Los ojos de Arth tenían un brillo interesado.
—Gath, Stivyung y tú no olvidaréis el mensaje para los L´Toff, ¿verdad?
—Por supuesto que no.
Los tres tenían buenos motivos para dirigirse a la misteriosa tribu de las montañas cuando salieran de la ciudad. Dennis pretendía hablarles sobre su princesa cautiva y ofrecer sugerencias sobre cómo rescatarla.
Arth esperaba tanto conseguir una buena recompensa de los L´Toff por su participación en todo aquello como darse el gusto de ¡robar de paso al barón!
El globo rebotó contra el techo.
—Muy bien —dijo Dennis—, todos ibais a contarme cómo concentrarse para conseguir la mejor práctica. ¿Por qué no empezamos?
Se sentaron. Stivyung Sigel estaba reconocido como el practicador mejor, así que tomó la palabra.
—Primero, Dennis, no tienes necesariamente que concentrarte. Simplemente con el use una herramienta ya mejora. Pero si mantienes tu atención centrada tanto en la cosa en sí como en lo que consigues usándola, la práctica va más rápida.
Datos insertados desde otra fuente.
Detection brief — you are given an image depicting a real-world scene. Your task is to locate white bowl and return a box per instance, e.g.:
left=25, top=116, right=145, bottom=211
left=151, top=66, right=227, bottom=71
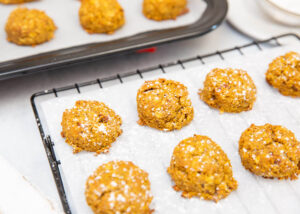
left=257, top=0, right=300, bottom=26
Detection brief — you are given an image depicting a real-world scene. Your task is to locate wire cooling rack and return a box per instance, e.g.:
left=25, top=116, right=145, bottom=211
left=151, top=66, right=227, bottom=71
left=31, top=34, right=300, bottom=214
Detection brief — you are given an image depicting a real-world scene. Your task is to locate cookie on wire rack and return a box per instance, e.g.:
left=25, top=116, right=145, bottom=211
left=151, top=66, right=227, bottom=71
left=199, top=68, right=256, bottom=113
left=266, top=51, right=300, bottom=97
left=143, top=0, right=188, bottom=21
left=61, top=100, right=122, bottom=154
left=239, top=123, right=300, bottom=179
left=136, top=78, right=194, bottom=131
left=168, top=135, right=238, bottom=202
left=85, top=161, right=153, bottom=214
left=5, top=8, right=57, bottom=46
left=79, top=0, right=125, bottom=34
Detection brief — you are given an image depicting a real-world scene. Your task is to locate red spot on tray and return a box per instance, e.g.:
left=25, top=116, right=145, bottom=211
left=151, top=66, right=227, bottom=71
left=136, top=47, right=157, bottom=53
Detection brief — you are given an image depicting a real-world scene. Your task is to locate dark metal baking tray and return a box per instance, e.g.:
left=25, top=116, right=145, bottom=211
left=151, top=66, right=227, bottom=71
left=30, top=34, right=300, bottom=214
left=0, top=0, right=228, bottom=80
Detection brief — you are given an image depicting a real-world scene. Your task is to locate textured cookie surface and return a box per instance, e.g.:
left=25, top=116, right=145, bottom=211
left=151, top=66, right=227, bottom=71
left=168, top=135, right=238, bottom=202
left=266, top=52, right=300, bottom=97
left=85, top=161, right=153, bottom=214
left=79, top=0, right=125, bottom=34
left=199, top=68, right=256, bottom=113
left=5, top=8, right=56, bottom=46
left=239, top=124, right=300, bottom=179
left=136, top=79, right=194, bottom=131
left=143, top=0, right=188, bottom=21
left=61, top=100, right=122, bottom=154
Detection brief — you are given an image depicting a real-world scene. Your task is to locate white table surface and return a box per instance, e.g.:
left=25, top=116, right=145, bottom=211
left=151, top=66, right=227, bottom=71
left=0, top=23, right=251, bottom=211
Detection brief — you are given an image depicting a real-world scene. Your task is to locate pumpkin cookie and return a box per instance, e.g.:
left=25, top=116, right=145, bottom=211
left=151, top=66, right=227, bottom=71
left=239, top=124, right=300, bottom=179
left=61, top=100, right=122, bottom=154
left=85, top=161, right=153, bottom=214
left=0, top=0, right=36, bottom=4
left=168, top=135, right=238, bottom=202
left=136, top=79, right=194, bottom=131
left=143, top=0, right=188, bottom=21
left=79, top=0, right=125, bottom=34
left=199, top=68, right=256, bottom=113
left=266, top=52, right=300, bottom=97
left=5, top=8, right=56, bottom=46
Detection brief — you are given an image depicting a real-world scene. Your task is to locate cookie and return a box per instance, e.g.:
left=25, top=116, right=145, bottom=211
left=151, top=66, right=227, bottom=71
left=199, top=68, right=256, bottom=113
left=239, top=124, right=300, bottom=179
left=266, top=52, right=300, bottom=97
left=143, top=0, right=188, bottom=21
left=85, top=161, right=153, bottom=214
left=5, top=8, right=56, bottom=46
left=136, top=79, right=194, bottom=131
left=168, top=135, right=238, bottom=202
left=61, top=100, right=122, bottom=154
left=79, top=0, right=125, bottom=34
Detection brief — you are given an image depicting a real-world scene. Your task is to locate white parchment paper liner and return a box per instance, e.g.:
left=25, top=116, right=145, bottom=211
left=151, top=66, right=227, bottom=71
left=42, top=45, right=300, bottom=214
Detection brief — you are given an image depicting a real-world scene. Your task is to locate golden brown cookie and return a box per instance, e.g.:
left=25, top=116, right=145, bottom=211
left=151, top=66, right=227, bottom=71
left=143, top=0, right=188, bottom=21
left=168, top=135, right=238, bottom=202
left=136, top=79, right=194, bottom=131
left=5, top=8, right=56, bottom=46
left=239, top=124, right=300, bottom=179
left=85, top=161, right=153, bottom=214
left=79, top=0, right=125, bottom=34
left=61, top=100, right=122, bottom=154
left=0, top=0, right=36, bottom=4
left=266, top=52, right=300, bottom=97
left=199, top=68, right=256, bottom=113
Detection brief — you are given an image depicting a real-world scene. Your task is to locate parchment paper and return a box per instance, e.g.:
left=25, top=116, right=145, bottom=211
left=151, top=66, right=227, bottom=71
left=0, top=0, right=206, bottom=62
left=42, top=45, right=300, bottom=214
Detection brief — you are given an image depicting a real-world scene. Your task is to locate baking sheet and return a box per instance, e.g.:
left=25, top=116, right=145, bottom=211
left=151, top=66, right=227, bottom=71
left=41, top=45, right=300, bottom=214
left=0, top=0, right=206, bottom=62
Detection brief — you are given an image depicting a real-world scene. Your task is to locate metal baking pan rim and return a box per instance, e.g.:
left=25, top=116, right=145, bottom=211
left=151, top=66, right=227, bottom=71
left=0, top=0, right=228, bottom=79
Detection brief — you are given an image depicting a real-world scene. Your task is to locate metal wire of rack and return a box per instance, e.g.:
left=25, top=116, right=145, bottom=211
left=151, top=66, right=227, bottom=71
left=30, top=33, right=300, bottom=214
Le das a la herramienta trabajos más y más duros de hacer, a lo largo de semanas, meses, y piensas en cómo podrá ser cuando sea perfecta.
—¿Qué hay del trance en el que entraste en el patio de la prisión? ¡Practicaste la sierra a la perfección en cuestión de minutos!
Stivyung reflexionó.
—Había visto el felthesh antes, durante el tiempo que viví con los L´Toff. Incluso entre ellos es raro. Se produce después de años de entrenamiento, o bajo circunstancias aún más raras. Nunca imaginé que entraría en ese estado.
»Tal vez fue debido a la magia del momento y a lo desesperado de nuestra situación.
Stivyung pareció pensativo un buen rato. Por fin, se recuperó y miró a Dennis.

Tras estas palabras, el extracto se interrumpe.